Imran, Adiala Jail superintendent agree upon visitation SOPs
PTI founder Imran Khan has appointed three focal persons for meetings with him in Adiala Jail after standard operating procedures (SOPs) were agreed to with the prison superintendent regarding visitation, it emerged on Saturday.
The document regarding the SOPs for the “smooth conduct of meetings of convicted prisoner Imran Khan Niazi with his lawyers, family members, friends/colleagues”, dated March 28, was issued in compliance with various Islamabad High Court orders this month.
As per the SOPs, PTI leaders Barrister Gohar Ali Khan and Sher Afzal Marwat, and Barrister Umair Ahmad Khan Niazi have been designated the focal persons for meetings with Imran at Rawalpindi’s Adiala Jail.

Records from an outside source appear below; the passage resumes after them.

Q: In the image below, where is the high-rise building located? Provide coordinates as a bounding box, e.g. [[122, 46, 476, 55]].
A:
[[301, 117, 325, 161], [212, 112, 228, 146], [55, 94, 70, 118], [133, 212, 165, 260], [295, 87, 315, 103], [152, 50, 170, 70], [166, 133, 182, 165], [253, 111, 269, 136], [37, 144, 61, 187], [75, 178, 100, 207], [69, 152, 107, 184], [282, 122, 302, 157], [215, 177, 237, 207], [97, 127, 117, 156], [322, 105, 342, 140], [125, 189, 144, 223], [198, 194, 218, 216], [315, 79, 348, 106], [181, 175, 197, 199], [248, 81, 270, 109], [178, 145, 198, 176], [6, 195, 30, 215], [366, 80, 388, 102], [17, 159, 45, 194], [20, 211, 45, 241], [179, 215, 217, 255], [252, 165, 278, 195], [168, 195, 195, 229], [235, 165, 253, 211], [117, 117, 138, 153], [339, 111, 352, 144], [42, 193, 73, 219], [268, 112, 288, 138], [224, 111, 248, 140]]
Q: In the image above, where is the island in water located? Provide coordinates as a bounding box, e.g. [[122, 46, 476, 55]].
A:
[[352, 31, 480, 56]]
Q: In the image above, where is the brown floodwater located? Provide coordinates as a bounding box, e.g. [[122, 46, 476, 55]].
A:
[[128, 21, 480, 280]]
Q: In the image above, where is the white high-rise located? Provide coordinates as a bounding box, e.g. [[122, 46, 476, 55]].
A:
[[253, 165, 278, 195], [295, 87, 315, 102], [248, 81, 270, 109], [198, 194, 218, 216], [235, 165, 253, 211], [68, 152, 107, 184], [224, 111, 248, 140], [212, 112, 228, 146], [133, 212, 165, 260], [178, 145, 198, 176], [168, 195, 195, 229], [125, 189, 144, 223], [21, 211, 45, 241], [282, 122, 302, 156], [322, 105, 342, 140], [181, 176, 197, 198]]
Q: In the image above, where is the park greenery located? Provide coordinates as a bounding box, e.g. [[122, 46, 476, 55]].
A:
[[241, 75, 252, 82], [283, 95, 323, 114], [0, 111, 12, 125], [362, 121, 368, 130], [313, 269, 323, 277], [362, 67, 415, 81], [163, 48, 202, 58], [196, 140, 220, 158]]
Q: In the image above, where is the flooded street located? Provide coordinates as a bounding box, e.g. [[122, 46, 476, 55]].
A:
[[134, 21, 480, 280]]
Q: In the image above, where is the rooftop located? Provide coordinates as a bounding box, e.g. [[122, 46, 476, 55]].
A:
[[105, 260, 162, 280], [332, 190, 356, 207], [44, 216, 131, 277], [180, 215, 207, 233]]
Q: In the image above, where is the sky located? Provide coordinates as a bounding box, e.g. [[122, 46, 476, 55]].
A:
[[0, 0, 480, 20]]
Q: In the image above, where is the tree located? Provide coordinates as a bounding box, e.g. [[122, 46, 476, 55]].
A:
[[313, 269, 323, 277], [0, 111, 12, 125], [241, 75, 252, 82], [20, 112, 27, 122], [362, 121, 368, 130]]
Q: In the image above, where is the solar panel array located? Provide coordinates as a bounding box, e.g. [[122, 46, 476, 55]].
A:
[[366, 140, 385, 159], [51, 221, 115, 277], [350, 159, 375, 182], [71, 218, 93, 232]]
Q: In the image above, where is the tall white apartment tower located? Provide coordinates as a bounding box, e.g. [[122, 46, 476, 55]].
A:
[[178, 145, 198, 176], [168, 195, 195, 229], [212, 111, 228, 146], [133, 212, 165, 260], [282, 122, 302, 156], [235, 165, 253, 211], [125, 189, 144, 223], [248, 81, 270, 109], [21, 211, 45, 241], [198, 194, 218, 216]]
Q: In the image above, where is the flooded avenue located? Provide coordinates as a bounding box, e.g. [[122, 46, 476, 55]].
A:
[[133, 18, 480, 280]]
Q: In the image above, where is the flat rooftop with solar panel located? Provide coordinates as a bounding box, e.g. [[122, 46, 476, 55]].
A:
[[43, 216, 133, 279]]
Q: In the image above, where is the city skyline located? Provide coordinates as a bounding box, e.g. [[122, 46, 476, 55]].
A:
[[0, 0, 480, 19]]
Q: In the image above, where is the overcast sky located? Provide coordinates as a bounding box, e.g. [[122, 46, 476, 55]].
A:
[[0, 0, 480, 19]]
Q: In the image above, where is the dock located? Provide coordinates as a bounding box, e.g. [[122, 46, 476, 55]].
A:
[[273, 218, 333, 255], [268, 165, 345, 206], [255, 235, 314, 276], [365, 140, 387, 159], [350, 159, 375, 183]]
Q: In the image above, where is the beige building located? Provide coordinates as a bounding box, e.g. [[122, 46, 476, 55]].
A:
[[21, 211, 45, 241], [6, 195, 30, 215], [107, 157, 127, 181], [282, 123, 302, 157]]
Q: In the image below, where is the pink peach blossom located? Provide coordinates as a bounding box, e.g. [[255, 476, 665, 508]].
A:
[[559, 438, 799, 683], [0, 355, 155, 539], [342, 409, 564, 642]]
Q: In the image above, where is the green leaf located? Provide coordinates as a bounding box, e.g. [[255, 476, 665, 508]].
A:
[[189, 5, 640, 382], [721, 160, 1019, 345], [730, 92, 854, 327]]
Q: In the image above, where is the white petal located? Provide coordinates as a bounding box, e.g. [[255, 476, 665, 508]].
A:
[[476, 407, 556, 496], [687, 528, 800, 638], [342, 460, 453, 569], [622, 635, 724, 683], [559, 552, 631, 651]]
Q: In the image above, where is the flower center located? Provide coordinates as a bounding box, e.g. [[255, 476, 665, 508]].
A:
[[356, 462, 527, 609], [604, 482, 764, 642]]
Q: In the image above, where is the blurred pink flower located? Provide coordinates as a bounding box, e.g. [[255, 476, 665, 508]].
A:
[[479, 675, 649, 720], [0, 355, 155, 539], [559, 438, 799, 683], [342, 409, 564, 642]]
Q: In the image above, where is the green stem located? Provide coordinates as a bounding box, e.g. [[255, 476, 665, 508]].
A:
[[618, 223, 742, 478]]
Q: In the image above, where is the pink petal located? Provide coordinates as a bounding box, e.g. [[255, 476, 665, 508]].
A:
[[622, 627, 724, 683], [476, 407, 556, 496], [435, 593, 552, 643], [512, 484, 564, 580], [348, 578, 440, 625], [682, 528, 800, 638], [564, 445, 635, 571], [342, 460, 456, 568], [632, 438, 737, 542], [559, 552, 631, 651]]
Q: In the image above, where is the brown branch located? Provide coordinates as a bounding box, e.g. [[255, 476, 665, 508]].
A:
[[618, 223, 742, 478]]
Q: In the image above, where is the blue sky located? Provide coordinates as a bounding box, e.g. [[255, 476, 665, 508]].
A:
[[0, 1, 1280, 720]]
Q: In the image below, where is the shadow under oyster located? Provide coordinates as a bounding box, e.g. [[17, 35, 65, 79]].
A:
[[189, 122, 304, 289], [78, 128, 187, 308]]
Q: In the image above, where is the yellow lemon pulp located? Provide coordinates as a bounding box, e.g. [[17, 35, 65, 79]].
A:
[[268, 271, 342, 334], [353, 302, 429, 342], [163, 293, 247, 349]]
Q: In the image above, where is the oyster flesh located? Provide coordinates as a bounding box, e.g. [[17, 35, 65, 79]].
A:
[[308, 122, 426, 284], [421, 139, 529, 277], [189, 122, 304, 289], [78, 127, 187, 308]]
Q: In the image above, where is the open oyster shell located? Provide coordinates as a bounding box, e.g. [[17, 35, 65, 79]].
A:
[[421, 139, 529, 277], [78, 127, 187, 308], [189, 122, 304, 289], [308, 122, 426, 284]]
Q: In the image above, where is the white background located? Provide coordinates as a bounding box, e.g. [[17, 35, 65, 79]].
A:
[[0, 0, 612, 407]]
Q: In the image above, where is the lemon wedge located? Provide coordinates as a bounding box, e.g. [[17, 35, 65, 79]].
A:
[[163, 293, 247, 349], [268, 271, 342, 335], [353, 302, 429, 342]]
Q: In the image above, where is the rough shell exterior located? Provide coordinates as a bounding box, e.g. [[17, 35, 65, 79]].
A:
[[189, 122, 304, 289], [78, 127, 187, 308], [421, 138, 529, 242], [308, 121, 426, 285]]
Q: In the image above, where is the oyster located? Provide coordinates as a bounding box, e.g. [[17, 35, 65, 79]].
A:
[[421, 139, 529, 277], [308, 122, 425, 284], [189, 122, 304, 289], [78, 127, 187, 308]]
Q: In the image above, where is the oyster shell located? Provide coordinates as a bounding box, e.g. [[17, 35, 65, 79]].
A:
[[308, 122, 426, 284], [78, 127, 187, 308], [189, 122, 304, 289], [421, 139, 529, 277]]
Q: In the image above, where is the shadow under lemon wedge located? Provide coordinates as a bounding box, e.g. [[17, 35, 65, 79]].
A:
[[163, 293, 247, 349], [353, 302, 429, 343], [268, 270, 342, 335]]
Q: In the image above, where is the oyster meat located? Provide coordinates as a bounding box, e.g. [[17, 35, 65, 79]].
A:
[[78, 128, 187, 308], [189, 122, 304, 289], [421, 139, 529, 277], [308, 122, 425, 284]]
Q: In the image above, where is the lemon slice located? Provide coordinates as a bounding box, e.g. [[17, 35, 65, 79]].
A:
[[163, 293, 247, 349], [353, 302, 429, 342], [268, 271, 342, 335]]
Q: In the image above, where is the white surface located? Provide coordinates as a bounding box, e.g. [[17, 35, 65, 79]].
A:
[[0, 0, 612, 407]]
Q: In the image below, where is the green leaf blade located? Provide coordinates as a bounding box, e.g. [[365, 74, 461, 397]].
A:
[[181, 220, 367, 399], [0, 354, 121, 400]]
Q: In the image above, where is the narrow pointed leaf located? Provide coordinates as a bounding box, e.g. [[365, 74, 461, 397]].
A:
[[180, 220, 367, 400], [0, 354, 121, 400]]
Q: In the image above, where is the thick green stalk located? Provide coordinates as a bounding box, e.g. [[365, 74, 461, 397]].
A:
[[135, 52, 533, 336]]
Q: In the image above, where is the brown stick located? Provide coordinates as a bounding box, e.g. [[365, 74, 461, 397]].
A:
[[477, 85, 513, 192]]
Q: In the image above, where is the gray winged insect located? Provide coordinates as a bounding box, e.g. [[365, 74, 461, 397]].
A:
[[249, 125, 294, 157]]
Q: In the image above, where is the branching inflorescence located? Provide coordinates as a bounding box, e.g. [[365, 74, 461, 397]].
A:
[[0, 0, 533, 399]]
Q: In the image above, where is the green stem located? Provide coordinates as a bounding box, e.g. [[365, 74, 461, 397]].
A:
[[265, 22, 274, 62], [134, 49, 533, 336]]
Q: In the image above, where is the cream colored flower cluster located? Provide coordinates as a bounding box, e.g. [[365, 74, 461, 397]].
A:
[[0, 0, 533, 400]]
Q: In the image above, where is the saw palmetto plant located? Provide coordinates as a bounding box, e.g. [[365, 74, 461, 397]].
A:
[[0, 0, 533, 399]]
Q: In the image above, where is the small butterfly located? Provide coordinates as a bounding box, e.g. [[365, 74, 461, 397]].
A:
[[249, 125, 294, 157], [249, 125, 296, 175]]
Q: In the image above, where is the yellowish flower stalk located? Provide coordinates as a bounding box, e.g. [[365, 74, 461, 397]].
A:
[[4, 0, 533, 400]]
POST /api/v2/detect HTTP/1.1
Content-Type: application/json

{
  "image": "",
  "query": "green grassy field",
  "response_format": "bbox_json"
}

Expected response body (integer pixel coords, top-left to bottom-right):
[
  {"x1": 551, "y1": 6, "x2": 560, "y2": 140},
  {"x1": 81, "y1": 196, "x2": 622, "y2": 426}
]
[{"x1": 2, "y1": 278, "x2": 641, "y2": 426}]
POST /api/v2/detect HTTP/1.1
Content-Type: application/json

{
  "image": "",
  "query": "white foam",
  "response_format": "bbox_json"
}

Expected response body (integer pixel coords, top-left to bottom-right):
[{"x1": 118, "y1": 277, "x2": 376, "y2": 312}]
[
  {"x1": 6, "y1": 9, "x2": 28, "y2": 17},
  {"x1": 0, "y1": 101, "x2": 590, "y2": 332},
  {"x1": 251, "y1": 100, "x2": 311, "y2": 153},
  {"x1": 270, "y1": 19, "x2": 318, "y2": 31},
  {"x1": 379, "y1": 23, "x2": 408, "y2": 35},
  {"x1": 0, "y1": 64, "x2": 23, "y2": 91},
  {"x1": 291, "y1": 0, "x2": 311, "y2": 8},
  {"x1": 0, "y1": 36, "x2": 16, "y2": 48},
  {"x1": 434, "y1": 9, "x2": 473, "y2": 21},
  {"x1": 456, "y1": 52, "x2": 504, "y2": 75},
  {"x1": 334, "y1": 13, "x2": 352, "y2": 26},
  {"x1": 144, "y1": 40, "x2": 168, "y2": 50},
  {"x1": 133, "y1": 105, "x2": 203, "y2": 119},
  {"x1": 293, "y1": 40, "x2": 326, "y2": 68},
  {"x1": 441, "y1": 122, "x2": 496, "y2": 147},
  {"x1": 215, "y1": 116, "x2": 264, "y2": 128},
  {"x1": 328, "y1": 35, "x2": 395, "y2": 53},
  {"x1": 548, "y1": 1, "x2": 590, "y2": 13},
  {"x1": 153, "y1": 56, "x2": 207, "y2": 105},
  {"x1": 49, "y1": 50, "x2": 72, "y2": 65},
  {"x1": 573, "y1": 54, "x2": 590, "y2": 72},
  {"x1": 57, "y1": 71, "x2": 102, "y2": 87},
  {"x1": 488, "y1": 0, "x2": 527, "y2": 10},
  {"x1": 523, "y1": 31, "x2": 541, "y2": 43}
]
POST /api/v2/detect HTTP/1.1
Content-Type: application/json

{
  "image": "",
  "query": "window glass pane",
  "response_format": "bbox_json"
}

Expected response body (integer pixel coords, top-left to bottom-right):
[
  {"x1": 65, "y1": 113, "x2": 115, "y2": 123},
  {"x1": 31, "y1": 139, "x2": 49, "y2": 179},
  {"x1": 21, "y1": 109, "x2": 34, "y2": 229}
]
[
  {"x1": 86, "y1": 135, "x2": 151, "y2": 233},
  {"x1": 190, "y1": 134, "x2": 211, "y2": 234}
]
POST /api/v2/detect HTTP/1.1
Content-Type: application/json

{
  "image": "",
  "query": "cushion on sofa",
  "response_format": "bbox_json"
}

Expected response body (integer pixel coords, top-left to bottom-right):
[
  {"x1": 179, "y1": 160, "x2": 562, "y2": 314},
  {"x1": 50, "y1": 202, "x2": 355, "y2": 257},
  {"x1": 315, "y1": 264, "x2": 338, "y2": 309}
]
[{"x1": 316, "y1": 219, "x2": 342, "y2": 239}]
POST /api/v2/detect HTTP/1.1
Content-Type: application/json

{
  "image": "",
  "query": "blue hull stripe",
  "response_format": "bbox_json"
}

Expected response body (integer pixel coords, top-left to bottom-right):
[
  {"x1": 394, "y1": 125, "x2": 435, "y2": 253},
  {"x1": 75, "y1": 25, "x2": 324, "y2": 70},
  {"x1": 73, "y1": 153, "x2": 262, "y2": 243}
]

The document said Imran would be permitted to meet his family and lawyers in two separate sessions on Tuesday and his “lawyers/friends” in one session on Thursday with the time for the meetings ranging from 30-45 minutes with a maximum of six people allowed in each session.
It added that those intending to visit Imran must approach the jail authorities through the designated focal persons who will share the visitor list — two people by each focal person — a day before the meeting while keeping in mind the six-person cap.
It said Imran was in the “best position” to decide who he wanted to meet or not. The document concluded by saying that those possessing IHC orders would be accommodated in the sessions with their order of priority decided by the PTI founder or the focal persons.
The development comes after the Punjab Government imposed a two-week ban on visitors at Adiala Jail on March 12 citing reports from security agencies about a “terror threat”.
The move was decried by PTI leaders, who deemed it a deliberate plan to stop them from meeting party founder and former prime minister Imran Khan, who is currently incarcerated at the facility.
A petition filed by Marwat was taken up by Justice Arbab Mohammad Tahir on March 13. He issued a notice to the jail superintendent and asked him to appear before the bench the next day. In his plea, the PTI lawmaker had asked the court to set aside the notification.
Marwat had argued that the Punjab government imposed the ban on meetings between inmates and their relatives and friends for two weeks owing to alleged security threats. As a result, prisoners could neither meet visitors nor consult their legal teams, he said, urging the court to strike down the ban.